Remember What Hospitality Is

A beautifully set table and a home cooked meal are lovely, but hospitality is so much more than that.  It’s about serving others by making them feel loved.  It’s about building relationships by talking, laughing, and praying together.  It’s about being a good steward by using your home to bless others.  These goals of hospitality can be accomplished with simple sandwiches or a store bought pie and coffee.

Moms, being hospitable to your children’s friends counts.

Be Prepared

Regret comes when I know I should offer my home for a meal or a bed but I don’t because I’m just not ready.  With some forethought and a little effort, we can be prepared to seize opportunities to show Christ’s love.

  • Keep easy meals on hand, like spaghetti and sauce, cookie dough, etc.
  • Some clean sheets/ blankets nearby make it easy to offer a warm bed.
  • Store convenient cleaning wipes in the bathroom to shine things up real quick.
  • Pray for a heart that is willing to be inconvenienced.
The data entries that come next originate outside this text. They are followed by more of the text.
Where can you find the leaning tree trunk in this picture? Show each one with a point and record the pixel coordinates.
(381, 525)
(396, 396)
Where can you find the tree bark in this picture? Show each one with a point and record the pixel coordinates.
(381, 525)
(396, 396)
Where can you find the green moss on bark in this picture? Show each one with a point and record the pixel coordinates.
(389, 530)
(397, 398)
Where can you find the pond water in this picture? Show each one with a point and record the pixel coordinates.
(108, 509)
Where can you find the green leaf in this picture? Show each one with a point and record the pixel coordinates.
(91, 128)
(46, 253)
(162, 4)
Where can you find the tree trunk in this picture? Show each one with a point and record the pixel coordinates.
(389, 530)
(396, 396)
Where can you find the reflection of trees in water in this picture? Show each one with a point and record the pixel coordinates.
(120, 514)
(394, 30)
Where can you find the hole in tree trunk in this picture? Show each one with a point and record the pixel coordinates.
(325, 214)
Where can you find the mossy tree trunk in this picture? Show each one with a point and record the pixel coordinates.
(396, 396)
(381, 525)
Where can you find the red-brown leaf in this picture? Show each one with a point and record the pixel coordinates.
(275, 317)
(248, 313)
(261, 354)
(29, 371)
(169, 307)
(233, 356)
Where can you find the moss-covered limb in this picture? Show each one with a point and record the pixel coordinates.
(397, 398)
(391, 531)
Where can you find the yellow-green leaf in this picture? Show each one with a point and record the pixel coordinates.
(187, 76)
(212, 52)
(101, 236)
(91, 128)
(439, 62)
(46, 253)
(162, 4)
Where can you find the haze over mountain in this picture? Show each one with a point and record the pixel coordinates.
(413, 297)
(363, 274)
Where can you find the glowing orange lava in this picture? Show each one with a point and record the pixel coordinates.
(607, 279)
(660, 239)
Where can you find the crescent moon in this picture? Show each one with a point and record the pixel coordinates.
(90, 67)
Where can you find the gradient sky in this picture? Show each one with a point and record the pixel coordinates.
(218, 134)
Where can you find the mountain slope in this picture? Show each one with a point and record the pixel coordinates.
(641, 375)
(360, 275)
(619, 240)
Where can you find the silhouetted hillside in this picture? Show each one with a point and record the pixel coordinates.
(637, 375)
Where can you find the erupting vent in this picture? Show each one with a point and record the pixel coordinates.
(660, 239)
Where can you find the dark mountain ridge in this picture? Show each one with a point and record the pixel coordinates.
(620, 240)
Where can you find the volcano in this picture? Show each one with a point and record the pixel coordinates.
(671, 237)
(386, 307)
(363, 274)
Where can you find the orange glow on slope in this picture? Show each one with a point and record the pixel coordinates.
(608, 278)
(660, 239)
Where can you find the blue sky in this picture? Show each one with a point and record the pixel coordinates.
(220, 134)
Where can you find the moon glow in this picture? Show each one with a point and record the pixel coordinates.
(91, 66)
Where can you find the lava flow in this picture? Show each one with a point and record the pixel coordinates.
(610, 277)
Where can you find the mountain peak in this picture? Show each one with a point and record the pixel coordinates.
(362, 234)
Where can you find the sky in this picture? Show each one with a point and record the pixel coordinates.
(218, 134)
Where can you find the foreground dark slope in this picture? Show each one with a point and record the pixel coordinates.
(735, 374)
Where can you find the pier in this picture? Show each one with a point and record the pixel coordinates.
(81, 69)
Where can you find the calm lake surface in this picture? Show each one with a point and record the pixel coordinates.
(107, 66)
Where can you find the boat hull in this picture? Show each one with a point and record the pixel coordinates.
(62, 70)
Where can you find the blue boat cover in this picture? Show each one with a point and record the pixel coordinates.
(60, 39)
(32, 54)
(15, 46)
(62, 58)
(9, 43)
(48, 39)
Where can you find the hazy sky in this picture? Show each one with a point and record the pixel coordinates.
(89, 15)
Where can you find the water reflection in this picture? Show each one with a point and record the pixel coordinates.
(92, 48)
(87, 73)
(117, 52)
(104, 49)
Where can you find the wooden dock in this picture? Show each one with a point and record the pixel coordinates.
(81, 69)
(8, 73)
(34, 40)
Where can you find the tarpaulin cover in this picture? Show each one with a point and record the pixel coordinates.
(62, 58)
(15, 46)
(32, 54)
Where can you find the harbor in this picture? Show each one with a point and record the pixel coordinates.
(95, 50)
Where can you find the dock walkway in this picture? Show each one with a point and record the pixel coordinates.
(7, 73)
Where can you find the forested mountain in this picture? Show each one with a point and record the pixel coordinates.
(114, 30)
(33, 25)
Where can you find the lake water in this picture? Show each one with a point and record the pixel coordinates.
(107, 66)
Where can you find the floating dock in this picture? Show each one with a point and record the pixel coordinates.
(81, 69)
Don’t Wait for a More Convenient Time

Just begin.  Here are some ideas.  See if any of them seem worth trying:

  • When your next gospel meeting, lectureship, ladies’ day, or whatever comes up, let the ones in charge know you’re willing to house speakers or visitors.
  • Commit one night every other week to having people over for dessert and coffee.
  • Invite different families over on Sunday nights for sandwiches and singing.
  • Challenge yourself to have enough food prepared for Sunday lunch so you can invite others to join you. What a thrill to be able to look around and find someone to invite into your home on Sunday!  It just enhances the idea that the very first day of the week is the Lord’s day.
  • Look through your church directory and see if there’s a demographic you don’t know as well (singles, elderly, young people, etc.).  If you’re having close friends over, invite others as well.
  • Be sure to include people that don’t like you, people that you’re having a hard time liking, or people with whom you have unpleasant history.  God can work wonders through hospitality and humility.
  • Don’t forget your neighbors and co-workers.

“Be hospitable to one another without grumbling” (1 Pet. 4:9).  “Be kindly affectionate to one another in brother love, in honor giving preference to one another; not lagging in diligence, fervent in spirit, serving the Lord…distributing to the needs of the saints, giving to hospitality” (Rom. 12:10-13).  It’s possible to get into the habit of hospitality!